Moreover, many typical retail-store customers weren't waiting in line because they feared being on-line. In fact, more than 70% said they believed they would benefit from in-store technologies, such as kiosks or self-scanning machines. For Burke, whose research is bankrolled in part by retailers like Sears, Roebuck and Target, the numbers suggest that retailers can deploy new technologies to serve up the benefits of on-line shopping right from the shopping floor.

But a major part of Burke's expertise is in developing and researching shopping innovations, not studying companies. There are, however, retailers--and yes, they do take up actual space in a physical dimension--that have arrived at similar conclusions simply by watching their customers. They've even begun to act. "There's no sense trying to hide information from people, because there is nothing they can't find on-line," reasons retailer Renny Coe. "So why not show them that we have nothing to hide?"

PRODUCT INFORMATION
Too much is about right

Coe's comment may seem ho-hum until you consider that the business he's in is not exactly renowned for its openness with customers.

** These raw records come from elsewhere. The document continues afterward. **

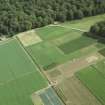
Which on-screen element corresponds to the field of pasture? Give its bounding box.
[0,39,48,105]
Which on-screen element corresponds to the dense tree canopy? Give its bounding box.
[0,0,105,36]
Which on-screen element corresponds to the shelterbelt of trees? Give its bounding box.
[90,21,105,37]
[0,0,105,36]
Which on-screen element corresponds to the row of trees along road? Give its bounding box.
[0,0,105,36]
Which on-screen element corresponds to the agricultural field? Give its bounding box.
[56,76,101,105]
[32,87,64,105]
[76,61,105,105]
[26,26,104,70]
[0,39,48,105]
[61,14,105,32]
[14,15,105,105]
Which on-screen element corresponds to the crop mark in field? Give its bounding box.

But even the car business--Coe serves as general manager for MotorQuest Dodge in Dearborn, Mich.--has been wrenched open by the Internet's information free-for-all. For the plugged-in car buyer, Web-based merchants like Autobytel.com offer smooth routes around the often harrowing trip to the car dealership. Consumers now routinely find sales quotes, compare different models, and scan safety records before they ever sit behind the wheel.

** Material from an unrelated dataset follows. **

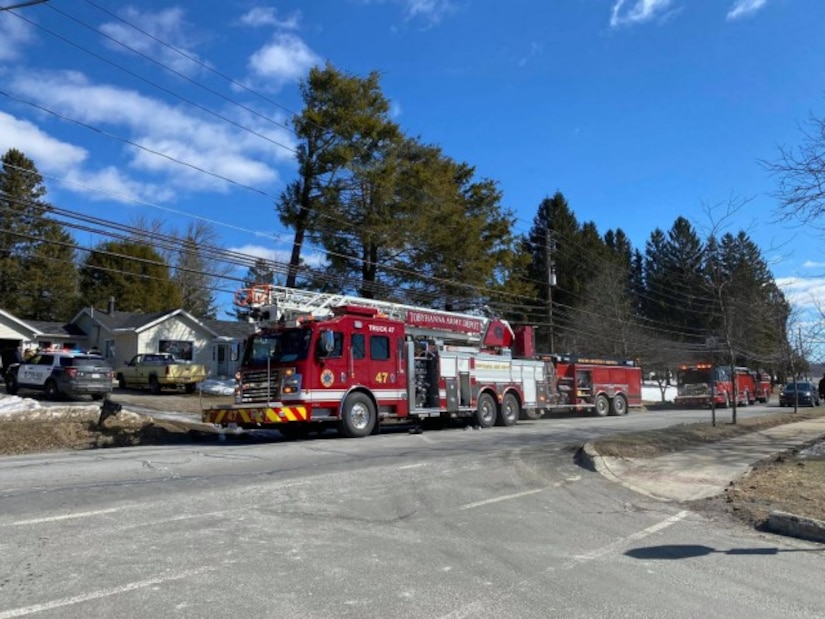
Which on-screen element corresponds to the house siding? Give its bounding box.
[137,317,213,370]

Of course, many retailers and manufacturers trickle out only as much information as serves their ends. But on-line merchants don't attempt the impossible task of restraining consumers from seeking out a slew of data sources. On-line consumers use the Net to scan through any information that might help them to make a product decision. In so doing, shoppers have sent a blaring message: unbiased information is often more valuable than actually having the product itself.

That message reached Joe Ricci, an owner of MotorQuest Automotive Group, the parent company of the car-dealership chain. Since he founded the business, in 1996, Ricci has spent nearly $5 million to refurbish its existing locations in Dearborn, Mich., and Wellesley, Mass., and to add a third location in the Detroit suburb of Southgate. His goal: to create a homey environment where customers can access all the information they could want.